B.C. Housing confirmed that it intends to seek rezoning.
Area residents crowded into council chambers, asking questions following the Ministry of Municipal Affairs and Housing’s announcement last week that there will be 40 supportive-housing beds, and another 40 shelter beds in the building, which will be operated by Salvation Army Ridge Meadows Ministries.
But Read said she couldn’t comment until she had more information about the shelter.
Once a rezoning application is made, council can then look at the detailed proposal, she added.
“It’s after that point, council will debate the merits.”
Council doesn’t have enough information to decide on the merits of the location or how it will be operated, she added.
“I don’t want to give the public the idea that we are not fully, 100 per cent interested in hearing, in being persuaded by the public, because that is our job as elected officials, is to listen and to take some direction from the public,” Read said.
People peppered council with questions about the facility, although the city wasn’t informed of the location until the announcement.
James Penner wanted to know if the city basically supported the idea. But homeless shelters don’t help the community, he added.
“We need treatment centres and affordable housing. We don’t need homeless shelters.”
Kyle Lukacs said he’s lived in Maple Ridge his entire life.
“What’s happened to Maple Ridge in the last 15 years that Maple Ridge has gone from one homeless person to over 700? Where do we draw the line on the amount of housing projects that are going to be built and how many people we bring into our city?”
Read said homelessness is throughout Metro Vancouver, with a 30-per-cent increase the past year and 72 homeless camps.
“We have a burgeoning crisis,” she added.
“We have more people who are hitting the streets every day… As a local government, this gets downloaded on to us.”
Jodi Seminoff said residents haven’t been consulted.
“Nobody has given us options.”
Design work is about to start on the building, in consultation with the Salvation Army, which means the cost for construction hasn’t yet been determined. It’s not known how much more the Salvation Army will receive from B.C. Housing to run the shelter. The Salvation Army currently receives $1 million a year to run its current emergency shelter.
The operating model hasn’t been revealed yet, but it likely will be some version of low barrier, as is the case with the current Salvation Army.
The operating model “will be designed to ensure that people living on the street are brought inside, as the first step to recovery, is housing,” said B.C. Housing.
“The Salvation Army has deep roots in the community of Maple Ridge and will work closely with local partners, such as Fraser Health, the city, the intensive case management team and the RCMP to ensure safe and supportive programs are provided at the site,” it added.
Maple Ridge Coun.
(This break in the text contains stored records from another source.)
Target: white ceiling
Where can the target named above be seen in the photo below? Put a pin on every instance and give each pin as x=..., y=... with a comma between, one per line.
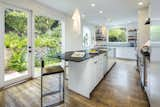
x=120, y=11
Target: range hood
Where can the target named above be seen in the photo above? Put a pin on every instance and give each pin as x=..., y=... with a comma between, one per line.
x=147, y=21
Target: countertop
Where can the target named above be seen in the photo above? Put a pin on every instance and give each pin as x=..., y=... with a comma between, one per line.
x=67, y=56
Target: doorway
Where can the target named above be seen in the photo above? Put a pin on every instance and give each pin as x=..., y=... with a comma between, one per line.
x=16, y=45
x=47, y=42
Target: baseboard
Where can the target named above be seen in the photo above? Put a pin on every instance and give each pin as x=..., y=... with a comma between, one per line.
x=125, y=59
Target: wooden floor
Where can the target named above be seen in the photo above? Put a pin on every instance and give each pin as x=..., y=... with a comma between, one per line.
x=120, y=88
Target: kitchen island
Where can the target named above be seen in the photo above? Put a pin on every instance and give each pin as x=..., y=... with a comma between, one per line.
x=84, y=73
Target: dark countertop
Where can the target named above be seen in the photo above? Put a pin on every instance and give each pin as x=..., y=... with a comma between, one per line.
x=67, y=56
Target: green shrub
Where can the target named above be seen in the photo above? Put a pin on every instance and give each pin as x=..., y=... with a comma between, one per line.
x=17, y=61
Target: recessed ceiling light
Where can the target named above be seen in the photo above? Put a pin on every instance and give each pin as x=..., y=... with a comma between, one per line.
x=109, y=20
x=100, y=11
x=129, y=21
x=93, y=5
x=140, y=3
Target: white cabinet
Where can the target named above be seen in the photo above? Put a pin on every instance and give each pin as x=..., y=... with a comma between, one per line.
x=84, y=76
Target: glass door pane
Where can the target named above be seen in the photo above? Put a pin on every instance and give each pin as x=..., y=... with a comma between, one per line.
x=47, y=42
x=15, y=44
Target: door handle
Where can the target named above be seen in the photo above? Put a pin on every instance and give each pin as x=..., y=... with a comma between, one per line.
x=95, y=62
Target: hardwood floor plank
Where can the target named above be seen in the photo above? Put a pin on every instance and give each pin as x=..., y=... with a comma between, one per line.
x=120, y=88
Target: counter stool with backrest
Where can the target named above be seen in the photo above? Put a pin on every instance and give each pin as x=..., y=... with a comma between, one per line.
x=47, y=71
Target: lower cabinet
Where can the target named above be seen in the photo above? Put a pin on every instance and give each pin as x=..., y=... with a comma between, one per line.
x=84, y=76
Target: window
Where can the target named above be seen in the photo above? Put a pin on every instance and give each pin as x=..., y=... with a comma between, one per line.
x=155, y=33
x=86, y=37
x=117, y=35
x=47, y=41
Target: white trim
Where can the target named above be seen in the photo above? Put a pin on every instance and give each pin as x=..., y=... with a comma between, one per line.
x=29, y=56
x=1, y=47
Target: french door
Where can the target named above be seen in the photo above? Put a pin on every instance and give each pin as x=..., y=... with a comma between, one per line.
x=15, y=45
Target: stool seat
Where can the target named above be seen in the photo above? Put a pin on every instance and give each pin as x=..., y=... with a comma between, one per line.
x=52, y=70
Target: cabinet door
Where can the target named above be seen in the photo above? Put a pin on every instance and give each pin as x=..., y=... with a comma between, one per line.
x=93, y=70
x=100, y=71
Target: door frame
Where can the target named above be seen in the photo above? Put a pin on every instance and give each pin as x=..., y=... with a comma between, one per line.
x=30, y=29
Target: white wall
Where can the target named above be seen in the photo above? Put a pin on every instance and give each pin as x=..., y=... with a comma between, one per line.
x=72, y=41
x=143, y=30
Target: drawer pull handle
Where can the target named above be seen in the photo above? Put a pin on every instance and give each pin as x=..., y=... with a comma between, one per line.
x=95, y=62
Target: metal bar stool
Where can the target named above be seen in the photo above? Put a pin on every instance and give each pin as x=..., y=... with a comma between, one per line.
x=46, y=71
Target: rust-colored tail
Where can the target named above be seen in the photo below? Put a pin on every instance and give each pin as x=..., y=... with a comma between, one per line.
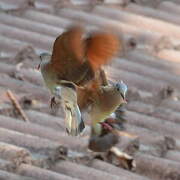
x=101, y=47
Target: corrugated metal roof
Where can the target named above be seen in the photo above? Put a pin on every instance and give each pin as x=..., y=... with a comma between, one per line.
x=34, y=149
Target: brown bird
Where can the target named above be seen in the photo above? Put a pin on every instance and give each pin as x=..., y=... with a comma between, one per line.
x=76, y=60
x=106, y=101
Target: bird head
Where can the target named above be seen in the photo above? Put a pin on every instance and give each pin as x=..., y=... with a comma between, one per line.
x=44, y=59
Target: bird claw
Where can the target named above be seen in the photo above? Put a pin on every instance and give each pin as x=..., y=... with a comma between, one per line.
x=53, y=103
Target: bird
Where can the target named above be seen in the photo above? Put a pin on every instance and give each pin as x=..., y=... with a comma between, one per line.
x=107, y=100
x=76, y=60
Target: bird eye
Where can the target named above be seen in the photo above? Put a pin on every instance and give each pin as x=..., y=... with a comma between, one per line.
x=117, y=87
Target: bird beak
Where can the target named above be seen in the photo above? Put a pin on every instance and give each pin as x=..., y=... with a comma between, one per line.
x=124, y=99
x=38, y=67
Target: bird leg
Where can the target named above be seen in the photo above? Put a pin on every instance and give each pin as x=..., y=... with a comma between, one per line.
x=53, y=102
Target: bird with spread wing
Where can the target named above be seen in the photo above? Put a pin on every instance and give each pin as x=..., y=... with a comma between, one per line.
x=73, y=73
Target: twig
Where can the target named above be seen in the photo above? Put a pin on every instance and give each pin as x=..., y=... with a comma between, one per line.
x=127, y=161
x=17, y=105
x=123, y=133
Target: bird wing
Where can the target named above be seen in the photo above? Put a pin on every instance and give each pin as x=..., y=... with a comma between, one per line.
x=77, y=59
x=68, y=56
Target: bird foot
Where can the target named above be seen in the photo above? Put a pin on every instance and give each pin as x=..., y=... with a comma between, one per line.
x=106, y=126
x=53, y=103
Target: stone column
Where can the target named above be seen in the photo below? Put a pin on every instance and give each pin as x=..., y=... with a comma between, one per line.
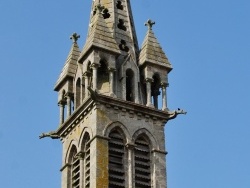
x=148, y=83
x=94, y=67
x=61, y=104
x=155, y=97
x=111, y=82
x=80, y=156
x=86, y=76
x=130, y=160
x=159, y=169
x=69, y=98
x=164, y=96
x=99, y=162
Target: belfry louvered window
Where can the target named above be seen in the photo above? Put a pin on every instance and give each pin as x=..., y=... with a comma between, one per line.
x=116, y=161
x=75, y=171
x=87, y=163
x=142, y=163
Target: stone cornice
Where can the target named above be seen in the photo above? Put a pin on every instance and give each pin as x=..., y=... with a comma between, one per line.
x=96, y=101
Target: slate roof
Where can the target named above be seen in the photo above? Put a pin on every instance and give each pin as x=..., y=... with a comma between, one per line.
x=152, y=52
x=70, y=66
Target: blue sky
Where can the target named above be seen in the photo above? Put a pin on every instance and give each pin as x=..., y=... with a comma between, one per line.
x=208, y=44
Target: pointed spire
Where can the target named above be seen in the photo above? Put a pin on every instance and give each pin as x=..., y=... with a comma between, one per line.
x=100, y=35
x=151, y=50
x=70, y=66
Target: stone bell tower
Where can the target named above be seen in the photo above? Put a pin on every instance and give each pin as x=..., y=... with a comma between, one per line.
x=111, y=126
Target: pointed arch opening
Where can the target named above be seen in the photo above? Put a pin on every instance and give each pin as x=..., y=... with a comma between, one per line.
x=78, y=93
x=129, y=85
x=155, y=90
x=85, y=148
x=103, y=77
x=74, y=172
x=142, y=162
x=116, y=159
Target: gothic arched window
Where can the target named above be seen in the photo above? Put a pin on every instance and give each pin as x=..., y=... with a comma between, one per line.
x=155, y=89
x=129, y=85
x=74, y=162
x=86, y=160
x=103, y=77
x=142, y=162
x=116, y=160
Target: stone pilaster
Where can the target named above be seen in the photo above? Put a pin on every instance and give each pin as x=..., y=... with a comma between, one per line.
x=130, y=148
x=69, y=97
x=159, y=169
x=148, y=85
x=99, y=162
x=111, y=82
x=94, y=67
x=164, y=96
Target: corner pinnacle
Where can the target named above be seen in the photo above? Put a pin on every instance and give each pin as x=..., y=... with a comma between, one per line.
x=74, y=37
x=150, y=24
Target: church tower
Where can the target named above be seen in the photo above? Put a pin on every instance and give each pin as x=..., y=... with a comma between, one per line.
x=111, y=125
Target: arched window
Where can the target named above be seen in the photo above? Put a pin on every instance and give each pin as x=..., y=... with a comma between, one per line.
x=155, y=89
x=103, y=78
x=78, y=93
x=129, y=85
x=74, y=169
x=86, y=160
x=142, y=163
x=116, y=160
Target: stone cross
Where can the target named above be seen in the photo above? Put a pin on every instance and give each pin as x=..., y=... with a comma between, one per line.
x=74, y=37
x=150, y=24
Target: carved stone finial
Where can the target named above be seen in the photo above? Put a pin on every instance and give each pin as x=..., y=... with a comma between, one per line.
x=100, y=8
x=74, y=37
x=150, y=24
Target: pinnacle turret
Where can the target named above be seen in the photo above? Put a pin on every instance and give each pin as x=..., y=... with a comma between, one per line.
x=70, y=66
x=151, y=51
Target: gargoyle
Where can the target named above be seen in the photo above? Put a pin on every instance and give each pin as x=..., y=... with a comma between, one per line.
x=175, y=113
x=51, y=134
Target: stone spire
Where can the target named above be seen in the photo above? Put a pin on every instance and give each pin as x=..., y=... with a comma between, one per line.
x=70, y=66
x=117, y=22
x=100, y=35
x=151, y=50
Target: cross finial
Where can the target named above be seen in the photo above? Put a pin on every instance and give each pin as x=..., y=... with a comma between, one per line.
x=74, y=37
x=150, y=24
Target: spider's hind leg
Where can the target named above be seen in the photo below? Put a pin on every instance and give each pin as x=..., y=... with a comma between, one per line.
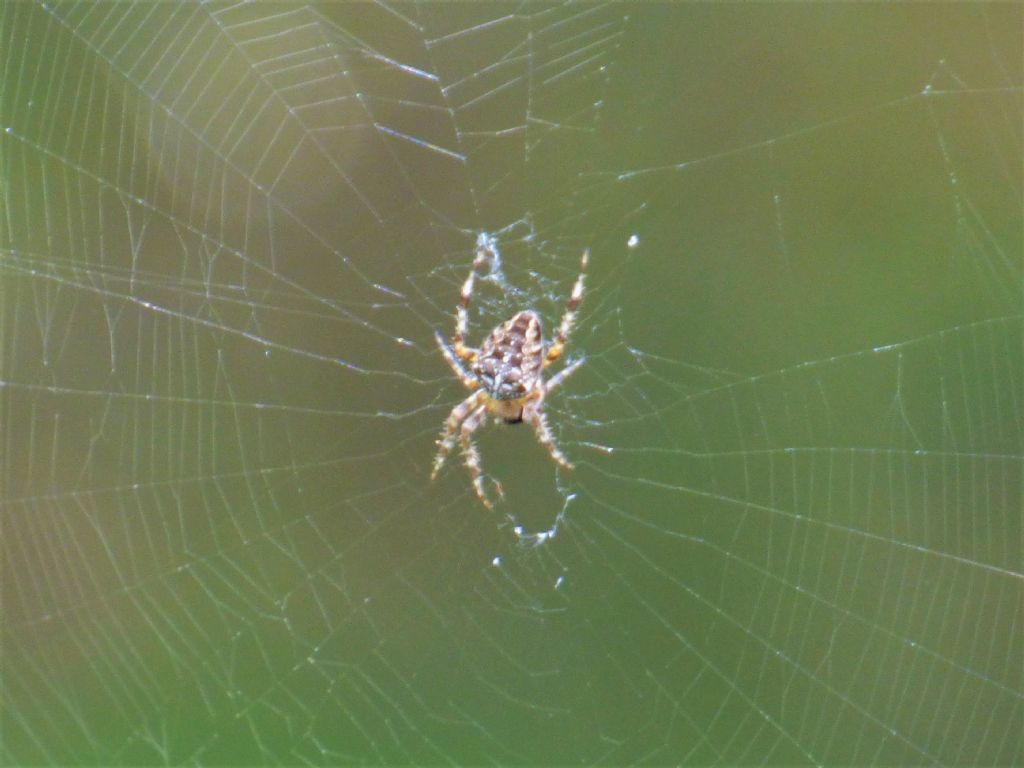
x=449, y=434
x=472, y=456
x=468, y=380
x=532, y=414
Gordy Robson wants to find out more information about how the new supportive housing complex and shelter will operate before he votes for it.
He doesn’t want a low-barrier shelter.
“It’s got to be based around recovery and health,” he said.
Petitions and protests are already happening against the new Salvation Army Ridge Meadows Ministries supportive housing and shelter.
A rally is planned for Saturday, Jan. 20, in Memorial Peace Park in Maple Ridge at 1 p.m.